There should be an asterisk between the two “_”‘s above, but I guess word press stripped it away.
This wouldn’t be the first time that a project has had multiple people working at slightly cross purposes, so I can’t rule it out on that basis; but it would be a bit surprising if they were reusing host keys when they went to the trouble of dropping the A110 in there.
That chip’s whole thing is being aggressively unique per device in a remotely verifiable way(with mutual TLS being STMicro’s focus; but including support for keypair algorithms that SSH uses); so not taking it up on that, potentially even to the point where the host key is not visible to the host OS and authentication is handled within the A110 so as to make cloning harder, seems like it would be a waste.
And that’s why this is interesting, will we find out they are undermining their own security design? If not, why are they relying of hard coded keys? After all, that could just be in the configuration machine during the automated QA.
…Or maybe they bought a design with no idea how to use it. That would be tons of fun right?
The host keys are generated on “first boot” of the factory image.
The auth public keys are the shared ones. They come down through updates. Which makes 40+ keys even more strange. Private keys that are no longer active should be removed. Either they aren’t, or they have a scary amount of active key pairs.
There’s also other public keys in etc/ssh but not in auth hosts. Three without a matching private key. I assume verifying update signatures and such.
Here’s to hoping they have a well thought out and set up key management process.
I can’t imagine what they must be paying for such a massive impedance controlled PC board
Also anyone knows what the RF front end IC is? A part number maybe?
They’re really not expensive in bulk. I’d actually be surprised if it’s impedance controlled, though, it’s easier to just design to the stack up and deal with the tolerance variations.
Given the fact that they don’t shield like, anything, my guess is they’re dealing with it via the time tested method of “more power.”

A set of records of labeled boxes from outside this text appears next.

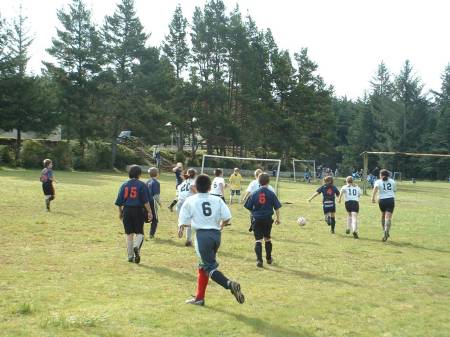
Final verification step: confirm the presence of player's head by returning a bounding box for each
[187,168,197,179]
[42,159,53,168]
[380,169,391,181]
[148,167,158,178]
[128,165,142,179]
[258,173,270,186]
[195,174,211,193]
[323,176,333,185]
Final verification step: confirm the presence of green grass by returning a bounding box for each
[0,169,450,337]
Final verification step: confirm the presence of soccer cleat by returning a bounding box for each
[134,247,141,264]
[230,281,245,304]
[184,298,205,306]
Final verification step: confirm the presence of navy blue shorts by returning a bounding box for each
[195,229,221,274]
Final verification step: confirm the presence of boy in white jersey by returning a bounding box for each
[177,168,197,247]
[178,174,245,305]
[372,169,397,242]
[339,176,361,239]
[211,169,226,201]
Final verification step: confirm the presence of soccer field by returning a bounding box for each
[0,169,450,337]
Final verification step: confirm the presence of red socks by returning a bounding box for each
[195,269,209,300]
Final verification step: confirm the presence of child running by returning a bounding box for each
[177,168,197,247]
[308,176,340,234]
[229,167,242,205]
[147,167,161,239]
[39,159,56,212]
[339,176,361,239]
[178,174,245,305]
[244,173,281,268]
[372,169,397,242]
[116,165,152,263]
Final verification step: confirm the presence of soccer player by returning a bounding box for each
[339,176,361,239]
[308,176,340,234]
[211,169,226,201]
[229,167,242,205]
[147,167,161,239]
[39,159,56,212]
[244,173,281,268]
[116,165,152,263]
[178,174,245,305]
[372,169,397,242]
[177,168,197,247]
[167,162,183,212]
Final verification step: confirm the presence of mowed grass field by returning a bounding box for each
[0,169,450,337]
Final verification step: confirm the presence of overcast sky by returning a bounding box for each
[0,0,450,98]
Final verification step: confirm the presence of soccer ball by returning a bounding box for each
[297,216,306,226]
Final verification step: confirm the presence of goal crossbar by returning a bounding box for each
[201,154,281,194]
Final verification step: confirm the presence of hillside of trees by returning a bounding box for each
[0,0,450,179]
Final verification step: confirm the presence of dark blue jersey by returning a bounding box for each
[317,185,340,202]
[147,178,161,200]
[244,187,281,219]
[116,179,149,207]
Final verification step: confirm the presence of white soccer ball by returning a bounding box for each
[297,216,306,226]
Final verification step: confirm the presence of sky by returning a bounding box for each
[0,0,450,99]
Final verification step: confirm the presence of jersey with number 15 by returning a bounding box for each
[373,178,397,199]
[178,193,231,230]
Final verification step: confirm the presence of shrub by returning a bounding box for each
[21,140,52,168]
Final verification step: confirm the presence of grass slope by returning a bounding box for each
[0,169,450,337]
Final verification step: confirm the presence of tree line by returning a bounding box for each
[0,0,450,178]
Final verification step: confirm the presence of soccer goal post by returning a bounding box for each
[292,159,316,181]
[201,154,281,194]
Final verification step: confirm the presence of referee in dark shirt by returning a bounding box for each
[244,173,281,268]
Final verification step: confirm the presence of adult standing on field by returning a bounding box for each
[372,169,397,242]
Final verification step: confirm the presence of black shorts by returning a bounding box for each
[42,181,55,195]
[378,198,395,213]
[252,218,273,240]
[123,206,145,234]
[345,200,359,213]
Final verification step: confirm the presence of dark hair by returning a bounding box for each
[187,168,197,179]
[195,174,211,193]
[258,173,270,186]
[380,169,391,181]
[128,165,142,179]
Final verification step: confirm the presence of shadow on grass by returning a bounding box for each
[265,264,360,287]
[139,264,197,282]
[206,304,314,337]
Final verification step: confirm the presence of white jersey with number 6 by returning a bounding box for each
[211,177,225,195]
[341,185,361,201]
[178,193,231,230]
[374,178,397,199]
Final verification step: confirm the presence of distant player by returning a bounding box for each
[167,162,183,212]
[372,169,397,242]
[229,167,242,205]
[39,159,56,212]
[147,167,161,239]
[177,168,197,247]
[178,174,245,305]
[116,165,152,263]
[339,176,361,239]
[308,176,340,234]
[211,169,226,201]
[244,173,281,268]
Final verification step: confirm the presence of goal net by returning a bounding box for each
[292,159,316,182]
[201,154,281,194]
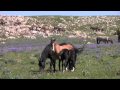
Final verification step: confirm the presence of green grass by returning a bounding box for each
[0,37,120,79]
[0,46,120,79]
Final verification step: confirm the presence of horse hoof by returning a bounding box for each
[63,70,65,72]
[65,68,68,71]
[71,67,75,72]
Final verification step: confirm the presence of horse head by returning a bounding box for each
[38,57,45,72]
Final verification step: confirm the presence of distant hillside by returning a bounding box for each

They manufacture the PCBs themselves (Recently boasted that they are going to be the biggest PCB manufacturer in the US) Makes easier to tune design/manufacturing.
The RF frontend is a STMicro, not public:
https://x.com/olegkutkov/status/1726718563627786631?t=CJQ_4sr17RqcddtYgFw58g
Not too keen on the integral GPS.
How else would you propose to get the location and time data required to connect to the constellation?
I mean, it does make sense to duplicate the GPS function in the starlink system itself, and eliminate dependence on a system you can’t control. But you still end up with the same effect: The system requires knowledge of the location of the dish in order to work at all.
Why? GPS by itself does not pass on its location. Are you concerned that the device having GPS provides it with precise location that could then be sent out? GPS would help the receiver find the subset of satellites to communicate with. With no GPS its location could be determined using the Starlink satellites in a similar manner. The result, the receiver knows its location.
Just like when using cell phones, GPS or the lack of it does not mean the receiver can or cannot have its location identified.
Just makes it easier and faster. Plus GPS chips are near commodities.
Starling have been boasting they can offer a gps alternative. They already know the precise location of every terminal without the use of gps.
The GPS is not to help connect to the starlink satellites, it is to find out where you are using the service so they can be a typical greed driven company and charge you more to use the service in one place over another, even though it costs them nothing more.
Just look at their plans and you will see.
If you are interested in security, you are NOT using the router that came with Starlink, or you have carefully firewalled it from the rest of your network and you don’t use cleartext for anything. To say that this is a transport you cannot trust is a gross understatement.